Place-making is defined as the process of “mak[ing] places out of spaces not just by physically altering them but also via the social and mental process of making them meaningful” (van Dooren 67).

It is an “ongoing social process” because each day that you live in and engage with a place, the more personal investment you have in it, and the more that you care for it (Emmet and Nye 24). By experiencing your life in a certain place you make connections to it that give you a need to nurture it. This is why our childhood homes and places where we grew up are so important to us. The memories from that period of immense growth in ourselves coincides with the growth and change of the place and anchors our hearts there. When these places of our past are disturbed or destroyed it can be devastating, and it’s a feeling that all people can bond over (Emmet and Nye 24). When the places we love are gone we feel a dysphoria and a severing of our past from reality.
There are different ways of place-making and conceptualizing place, like how in Western cultures we tend to think of place as a commodity to be bought and sold where the traces of the previous owner can be eliminated with each new sale (Emmet and Nye 23). The idea of an “interior landscape” which is influenced by the exterior landscape but is also contingent on the “moral, intellectual, and spiritual development of a person” is something really important to aboriginal place-making (Emmett and Nye 27).Thinking of ourselves as connected to the land rather than owners of it is important for how we treat the environment.

Though humans definitely engage in place-making, animals do too, in different ways. Van Dooren in studying the Little Penguins of Manly Point came to realize just how complex and real an animal’s place-making can be (68). They return to the same nesting places each year, and it is this act of breeding that ties them there (68). In thinking of complex ways that other animals lay down roots in a place, we can imagine all of our lives as similar and important and worth protecting which is why place-making has been so important for environmental activism.

 

Works Cited:
van Dooren, Thom. Flight Ways: Life and Loss at the Edge of Extinction.
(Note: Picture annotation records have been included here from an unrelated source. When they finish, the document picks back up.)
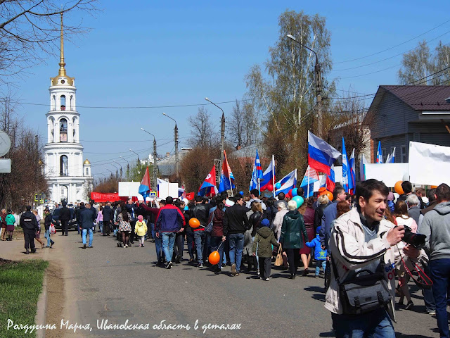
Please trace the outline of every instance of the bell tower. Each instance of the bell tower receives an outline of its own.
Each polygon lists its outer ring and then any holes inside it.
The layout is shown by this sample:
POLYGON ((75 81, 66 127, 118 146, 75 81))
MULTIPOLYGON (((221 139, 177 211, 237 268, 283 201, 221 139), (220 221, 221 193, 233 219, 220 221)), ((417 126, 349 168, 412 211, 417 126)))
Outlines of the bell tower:
POLYGON ((64 35, 61 13, 60 56, 58 75, 50 78, 50 110, 47 120, 47 143, 44 151, 44 173, 51 198, 75 203, 87 199, 84 183, 91 184, 90 170, 83 170, 83 146, 79 143, 79 113, 77 111, 75 77, 65 70, 64 35))

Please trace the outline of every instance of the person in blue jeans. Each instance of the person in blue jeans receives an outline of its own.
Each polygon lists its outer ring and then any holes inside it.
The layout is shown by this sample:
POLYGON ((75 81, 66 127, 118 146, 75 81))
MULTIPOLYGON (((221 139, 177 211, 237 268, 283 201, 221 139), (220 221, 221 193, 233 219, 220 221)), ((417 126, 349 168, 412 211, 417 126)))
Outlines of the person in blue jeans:
POLYGON ((84 205, 85 208, 80 209, 79 217, 81 218, 81 224, 83 236, 83 249, 86 249, 86 237, 89 234, 89 244, 88 247, 92 247, 92 238, 94 237, 94 232, 92 231, 92 225, 95 218, 95 215, 91 210, 91 204, 89 203, 84 205))
POLYGON ((319 234, 321 232, 321 227, 317 227, 316 230, 316 237, 311 242, 306 243, 307 246, 309 248, 314 248, 314 259, 316 260, 316 275, 315 277, 319 277, 321 272, 321 266, 325 273, 325 268, 326 268, 326 250, 322 249, 321 245, 321 237, 319 234))
MULTIPOLYGON (((242 251, 244 249, 244 232, 251 227, 247 217, 244 201, 240 194, 235 196, 236 203, 225 209, 224 216, 224 236, 222 241, 228 237, 230 245, 230 262, 231 275, 238 276, 242 262, 242 251)), ((231 198, 232 199, 232 198, 231 198)))
POLYGON ((50 209, 46 208, 44 211, 44 224, 45 225, 45 238, 47 239, 47 248, 51 248, 55 242, 50 238, 50 226, 51 225, 51 213, 50 209))
POLYGON ((425 249, 430 256, 436 319, 440 337, 448 338, 448 287, 450 283, 450 187, 442 183, 436 188, 437 204, 423 216, 420 232, 427 237, 425 249))
POLYGON ((160 209, 156 220, 156 237, 162 239, 162 250, 167 260, 167 269, 170 269, 173 265, 172 257, 176 232, 183 231, 186 225, 184 215, 173 203, 174 199, 168 196, 166 205, 160 209))

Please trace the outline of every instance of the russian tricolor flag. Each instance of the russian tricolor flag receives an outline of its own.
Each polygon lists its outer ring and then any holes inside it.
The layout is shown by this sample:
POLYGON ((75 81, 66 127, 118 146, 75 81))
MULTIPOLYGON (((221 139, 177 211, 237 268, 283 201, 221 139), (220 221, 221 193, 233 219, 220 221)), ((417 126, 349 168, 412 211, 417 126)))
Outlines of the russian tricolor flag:
POLYGON ((230 165, 228 164, 226 153, 224 151, 224 164, 222 165, 222 173, 220 175, 220 182, 219 183, 219 192, 233 190, 234 188, 236 188, 234 186, 234 176, 231 172, 230 165))
POLYGON ((198 188, 198 194, 200 196, 215 196, 217 194, 217 188, 216 187, 216 168, 213 166, 211 171, 207 175, 205 181, 200 188, 198 188))
POLYGON ((330 175, 331 165, 340 155, 335 148, 308 131, 308 164, 311 168, 330 175))
POLYGON ((275 187, 275 158, 274 155, 272 155, 272 161, 270 161, 269 167, 262 174, 262 181, 260 183, 261 191, 267 190, 267 186, 269 184, 275 187))
POLYGON ((297 184, 297 169, 289 173, 277 183, 280 183, 281 187, 275 192, 275 195, 276 196, 281 192, 288 194, 289 190, 294 189, 297 184))
POLYGON ((142 177, 138 192, 142 195, 144 201, 146 198, 150 196, 150 173, 148 173, 148 167, 146 169, 146 173, 143 175, 143 177, 142 177))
Columbia University Press, 2014.
Emmett, Robert S., and David E. Nye. The Environmental Humanities : A Critical Introduction, MIT Press, 2017.

Further Readings Bibliography:
Byrne, Denis and Heather D. Goodall. Placemaking and Transnationalism : Recent Migrants
and a National Park In Sydney, Australia. (2013).
Hanlon, James, et al. Everyday Landscapes: Past and Present, Presence and Absence. Material Culture, vol. 43, no. 2, Fall 2011, pp. 1–5. EBSCOhost, search.ebscohost.com/login.aspx?direct=true&db=asu&AN=525466678&site=ehost-live&scope=site.